Since both use the same letter "-서", when you say 태권도를 배우러 가서, it sounds both ways at the same time, which probably makes sense because in this example someone actually went to the place and as a result of that learnt how to greet in taekwondo.

But in all simplicity, koreans just say '-하러 가서' meaning 'went somewhere to do smth'. 

Just my 2 cents.
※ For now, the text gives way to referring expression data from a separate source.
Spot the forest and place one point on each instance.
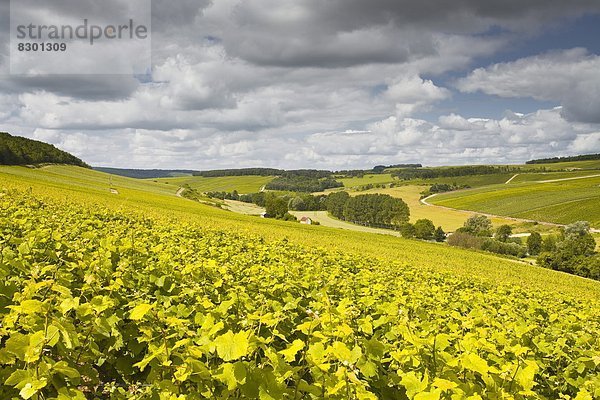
(16, 150)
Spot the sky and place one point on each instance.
(329, 84)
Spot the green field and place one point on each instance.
(560, 202)
(374, 179)
(243, 184)
(145, 295)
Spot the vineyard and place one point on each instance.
(561, 202)
(101, 303)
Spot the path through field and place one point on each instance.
(424, 201)
(568, 179)
(324, 219)
(243, 208)
(510, 180)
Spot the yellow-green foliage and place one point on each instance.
(374, 179)
(108, 304)
(561, 202)
(243, 184)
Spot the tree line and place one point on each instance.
(15, 150)
(428, 173)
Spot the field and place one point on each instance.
(572, 165)
(243, 184)
(146, 295)
(560, 202)
(547, 176)
(448, 219)
(374, 179)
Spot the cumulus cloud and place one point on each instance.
(569, 77)
(307, 83)
(513, 138)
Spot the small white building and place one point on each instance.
(306, 221)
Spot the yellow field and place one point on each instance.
(78, 185)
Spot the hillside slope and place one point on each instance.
(561, 201)
(16, 150)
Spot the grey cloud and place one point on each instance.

Someone else could have a different opinion.


----------



## soni99min

nash000 said:


> 가장 goes with 먼저 so they are grouped together '가장 먼저', meaning 'the very first'.
> 
> The literal translation of 'The first thing I learned in taekwondo class was greeting' in korean would be '태권도 수업에서 제일 처음 배운것은 인사였습니다' where '태권도 수업에서' being 'in taekwondo class'.
> 
> But it your sentence, it has a slightly different way of saying the same thing.
> '태권도를 배우러 가서' instead of '태권도 수업에서'.
> 
> 배우러 가서 seems to hold two meanings simultaneously; 1. at a place 2. as a result
> 
> 1. The equivalent of "at" in korean is "-에서" which you can see in "배우러 가서".
> (ex. 'I read a book at a library" = "나는 도서관에서 책을 읽었다")
> 
> 2. But also that same "-서" could mean 'as a result'.
> (ex. 'I had a stomachache because I ate too much' = '너무 많이 먹어서 배가 아팠다')
> 
> Since both use the same letter "-서", when you say 태권도를 배우러 가서, it sounds both ways at the same time, which probably makes sense because in this example someone actually went to the place and as a result of that learnt how to greet in taekwondo.
> 
> But in all simplicity, koreans just say '-하러 가서' meaning 'went somewhere to do smth'.
> 
> Just my 2 cents. Someone else could have a different opinion.


thank* you* it was so cleaar


----------